[Bug 2148798] Re: gnocchi-metricd enters permanent crash loop on LZ4BlockError from truncated Carbonara object

Seyeong Kim 2148798 at bugs.launchpad.net
Tue Apr 28 04:42:51 UTC 2026


** Also affects: cloud-archive
   Importance: Undecided
       Status: New

-- 
You received this bug notification because you are a member of Ubuntu
OpenStack, which is subscribed to Ubuntu Cloud Archive.
https://bugs.launchpad.net/bugs/2148798

Title:
  gnocchi-metricd enters permanent crash loop on LZ4BlockError from
  truncated Carbonara object

Status in Ubuntu Cloud Archive:
  New
Status in gnocchi package in Ubuntu:
  New
Status in gnocchi source package in Jammy:
  New
Status in gnocchi source package in Noble:
  New
Status in gnocchi source package in Questing:
  New
Status in gnocchi source package in Resolute:
  New

Bug description:
  [Impact]

  gnocchi-metricd workers enter a permanent crash loop when a Carbonara object in the Ceph RADOS storage pool is truncated (e.g. when metricd is OOM-killed or restarted mid-write). On the next cycle unserialize() calls lz4.block.decompress() on the short buffer.
  This raises lz4.block.LZ4BlockError, which is a direct subclass of Exception (not ValueError), so the existing "except ValueError" guard in carbonara.py does not catch it and the worker crashes.
  metricd retries the same object every cycle, so a single truncated object blocks the entire telemetry pipeline indefinitely.

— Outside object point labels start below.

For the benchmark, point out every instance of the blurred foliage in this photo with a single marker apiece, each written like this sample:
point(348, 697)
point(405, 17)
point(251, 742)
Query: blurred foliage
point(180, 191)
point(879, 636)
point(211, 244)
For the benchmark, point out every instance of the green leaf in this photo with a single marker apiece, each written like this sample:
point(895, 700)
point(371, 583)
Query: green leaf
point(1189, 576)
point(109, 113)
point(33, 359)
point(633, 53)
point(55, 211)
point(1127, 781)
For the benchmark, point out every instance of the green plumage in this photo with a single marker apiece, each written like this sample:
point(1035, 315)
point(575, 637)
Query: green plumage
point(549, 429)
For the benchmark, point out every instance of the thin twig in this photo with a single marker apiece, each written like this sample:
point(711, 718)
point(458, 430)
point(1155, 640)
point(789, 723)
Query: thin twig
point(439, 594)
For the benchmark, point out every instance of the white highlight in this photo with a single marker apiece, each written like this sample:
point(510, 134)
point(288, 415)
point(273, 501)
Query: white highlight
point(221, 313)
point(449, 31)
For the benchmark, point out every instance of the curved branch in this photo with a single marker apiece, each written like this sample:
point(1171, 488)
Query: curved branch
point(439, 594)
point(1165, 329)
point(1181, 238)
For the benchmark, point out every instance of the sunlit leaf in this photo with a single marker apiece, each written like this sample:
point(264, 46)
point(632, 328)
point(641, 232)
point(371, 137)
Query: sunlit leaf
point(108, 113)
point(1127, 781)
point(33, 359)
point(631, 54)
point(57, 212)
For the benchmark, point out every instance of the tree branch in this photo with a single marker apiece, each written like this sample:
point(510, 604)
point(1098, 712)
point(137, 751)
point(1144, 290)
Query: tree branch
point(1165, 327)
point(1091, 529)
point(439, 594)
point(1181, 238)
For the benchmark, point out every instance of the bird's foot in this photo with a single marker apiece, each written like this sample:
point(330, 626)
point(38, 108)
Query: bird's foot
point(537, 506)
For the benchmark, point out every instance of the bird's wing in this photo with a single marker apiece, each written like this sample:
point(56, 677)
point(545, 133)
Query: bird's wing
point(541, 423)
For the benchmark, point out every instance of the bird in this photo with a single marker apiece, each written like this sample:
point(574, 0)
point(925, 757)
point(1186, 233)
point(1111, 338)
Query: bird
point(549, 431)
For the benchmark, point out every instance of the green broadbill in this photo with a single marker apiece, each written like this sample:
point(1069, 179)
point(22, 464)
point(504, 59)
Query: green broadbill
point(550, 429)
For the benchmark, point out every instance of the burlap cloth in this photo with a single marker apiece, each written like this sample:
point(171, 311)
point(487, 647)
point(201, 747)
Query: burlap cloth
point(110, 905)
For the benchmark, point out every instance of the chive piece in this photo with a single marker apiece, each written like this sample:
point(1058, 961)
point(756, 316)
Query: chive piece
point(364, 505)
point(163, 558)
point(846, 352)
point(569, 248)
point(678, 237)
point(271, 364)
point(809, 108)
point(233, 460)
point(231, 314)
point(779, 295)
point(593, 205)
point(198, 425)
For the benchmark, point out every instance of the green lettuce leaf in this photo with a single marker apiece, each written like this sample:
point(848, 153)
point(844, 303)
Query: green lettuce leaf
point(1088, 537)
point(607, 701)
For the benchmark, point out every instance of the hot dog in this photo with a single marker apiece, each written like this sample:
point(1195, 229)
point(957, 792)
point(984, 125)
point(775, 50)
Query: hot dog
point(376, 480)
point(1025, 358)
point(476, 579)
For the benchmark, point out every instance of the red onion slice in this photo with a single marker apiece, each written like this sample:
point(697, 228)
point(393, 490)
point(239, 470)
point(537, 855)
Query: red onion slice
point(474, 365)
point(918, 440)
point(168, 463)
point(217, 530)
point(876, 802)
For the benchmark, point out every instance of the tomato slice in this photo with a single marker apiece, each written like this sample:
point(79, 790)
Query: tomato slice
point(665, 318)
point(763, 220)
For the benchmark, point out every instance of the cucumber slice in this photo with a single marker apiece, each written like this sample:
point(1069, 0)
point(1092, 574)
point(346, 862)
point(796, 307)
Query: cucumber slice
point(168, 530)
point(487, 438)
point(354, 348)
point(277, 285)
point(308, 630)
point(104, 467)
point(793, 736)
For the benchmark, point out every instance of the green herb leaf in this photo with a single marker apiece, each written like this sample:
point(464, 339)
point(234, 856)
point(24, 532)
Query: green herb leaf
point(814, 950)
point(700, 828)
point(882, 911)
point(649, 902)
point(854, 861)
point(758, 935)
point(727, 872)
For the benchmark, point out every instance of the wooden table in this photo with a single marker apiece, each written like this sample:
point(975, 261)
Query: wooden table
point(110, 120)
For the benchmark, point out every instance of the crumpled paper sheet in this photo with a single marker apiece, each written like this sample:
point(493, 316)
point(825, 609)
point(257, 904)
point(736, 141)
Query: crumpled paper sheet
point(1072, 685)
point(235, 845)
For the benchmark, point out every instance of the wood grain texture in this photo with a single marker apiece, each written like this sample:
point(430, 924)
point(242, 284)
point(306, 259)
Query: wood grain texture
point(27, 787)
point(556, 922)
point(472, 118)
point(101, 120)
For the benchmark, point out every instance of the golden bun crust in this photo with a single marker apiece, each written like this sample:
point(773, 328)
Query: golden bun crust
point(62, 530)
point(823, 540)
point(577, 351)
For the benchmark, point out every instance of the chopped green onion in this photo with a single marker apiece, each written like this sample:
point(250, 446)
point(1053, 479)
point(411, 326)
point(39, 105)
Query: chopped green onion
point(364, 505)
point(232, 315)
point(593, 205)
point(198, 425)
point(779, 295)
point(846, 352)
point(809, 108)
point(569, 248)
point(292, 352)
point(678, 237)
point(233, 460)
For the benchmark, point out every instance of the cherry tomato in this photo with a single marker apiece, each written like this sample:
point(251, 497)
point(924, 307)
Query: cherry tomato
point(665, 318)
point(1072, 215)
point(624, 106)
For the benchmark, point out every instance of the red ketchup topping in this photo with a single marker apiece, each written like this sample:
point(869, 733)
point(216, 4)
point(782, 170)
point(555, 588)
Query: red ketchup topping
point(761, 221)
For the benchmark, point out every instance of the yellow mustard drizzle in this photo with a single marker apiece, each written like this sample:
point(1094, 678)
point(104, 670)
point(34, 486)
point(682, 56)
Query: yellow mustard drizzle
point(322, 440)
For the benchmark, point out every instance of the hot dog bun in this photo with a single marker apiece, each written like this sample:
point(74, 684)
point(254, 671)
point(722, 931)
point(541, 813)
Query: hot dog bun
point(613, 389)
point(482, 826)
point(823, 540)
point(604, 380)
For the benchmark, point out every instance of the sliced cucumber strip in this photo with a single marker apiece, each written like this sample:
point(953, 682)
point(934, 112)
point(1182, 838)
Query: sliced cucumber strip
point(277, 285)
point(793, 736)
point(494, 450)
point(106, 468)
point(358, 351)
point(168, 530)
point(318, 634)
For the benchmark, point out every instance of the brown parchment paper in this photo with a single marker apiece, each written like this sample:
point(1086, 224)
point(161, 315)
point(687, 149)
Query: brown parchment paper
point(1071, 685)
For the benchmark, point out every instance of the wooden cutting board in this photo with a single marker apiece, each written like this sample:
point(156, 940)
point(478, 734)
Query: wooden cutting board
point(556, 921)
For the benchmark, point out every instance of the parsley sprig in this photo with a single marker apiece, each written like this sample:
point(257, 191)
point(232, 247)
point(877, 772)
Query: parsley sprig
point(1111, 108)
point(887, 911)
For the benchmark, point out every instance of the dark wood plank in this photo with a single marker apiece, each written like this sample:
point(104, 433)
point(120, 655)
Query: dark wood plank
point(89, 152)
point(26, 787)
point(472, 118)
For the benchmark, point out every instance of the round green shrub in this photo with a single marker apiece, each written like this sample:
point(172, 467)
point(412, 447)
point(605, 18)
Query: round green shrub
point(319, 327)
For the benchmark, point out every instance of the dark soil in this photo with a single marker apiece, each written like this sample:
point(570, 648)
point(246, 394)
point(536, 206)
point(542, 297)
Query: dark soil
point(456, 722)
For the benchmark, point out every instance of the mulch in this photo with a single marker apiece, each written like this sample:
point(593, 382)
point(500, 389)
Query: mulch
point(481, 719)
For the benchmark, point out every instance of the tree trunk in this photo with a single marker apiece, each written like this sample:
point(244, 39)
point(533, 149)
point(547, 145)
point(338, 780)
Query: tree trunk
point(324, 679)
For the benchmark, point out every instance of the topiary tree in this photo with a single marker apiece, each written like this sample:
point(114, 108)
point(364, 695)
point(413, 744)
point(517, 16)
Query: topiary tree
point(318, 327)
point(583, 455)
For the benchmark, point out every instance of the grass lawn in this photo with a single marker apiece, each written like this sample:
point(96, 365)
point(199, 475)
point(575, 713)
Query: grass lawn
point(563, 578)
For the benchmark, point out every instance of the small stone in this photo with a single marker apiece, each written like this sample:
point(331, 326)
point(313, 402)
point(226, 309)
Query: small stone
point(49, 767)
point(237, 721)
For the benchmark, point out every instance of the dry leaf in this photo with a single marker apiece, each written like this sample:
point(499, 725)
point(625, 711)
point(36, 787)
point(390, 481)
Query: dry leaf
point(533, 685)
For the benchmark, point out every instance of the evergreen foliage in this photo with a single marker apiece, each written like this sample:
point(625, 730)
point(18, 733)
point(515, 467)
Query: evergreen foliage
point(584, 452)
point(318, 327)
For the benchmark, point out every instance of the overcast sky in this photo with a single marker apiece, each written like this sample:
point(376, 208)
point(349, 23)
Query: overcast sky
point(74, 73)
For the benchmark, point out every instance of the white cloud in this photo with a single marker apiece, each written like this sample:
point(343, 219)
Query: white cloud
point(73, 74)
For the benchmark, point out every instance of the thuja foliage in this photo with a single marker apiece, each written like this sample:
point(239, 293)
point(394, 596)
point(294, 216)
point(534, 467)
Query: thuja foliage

  Also uploaded PR for github.
  https://github.com/gnocchixyz/gnocchi/issues/1348

  [Test case]

  On a Jammy,Noble,Questing container with python3-gnocchi and
  python3-lz4 installed:

      import lz4.block, os
      from gnocchi import carbonara
      data = b"c" + lz4.block.compress(os.urandom(16384))
      truncated = data[:20]
      try:
          carbonara.AggregatedTimeSerie.unserialize(
              truncated, key=None, aggregation=None)
      except lz4.block.LZ4BlockError as e:
          print("BUG:", e)
      except carbonara.InvalidData as e:
          print("FIXED:", e)

  Before patch

  prints "BUG: Decompression failed: ..." with a traceback into
  carbonara.py AggregatedTimeSerie.unserialize().

  After patch

  prints "FIXED: Unable to unpack, invalid data".

  Repeat the same test against carbonara.BoundTimeSerie.unserialize() (data passed directly, no marker byte).
  It must also transition from BUG to FIXED.

  [Where problems could occur]

  The fix wraps lz4.block.decompress() in both unserialize() methods with "except lz4.block.LZ4BlockError: raise InvalidData".
  InvalidData is already the sentinel used by the surrounding numpy.frombuffer ValueError branch, so no caller changes are needed.
  metricd already skips metrics that raise InvalidData.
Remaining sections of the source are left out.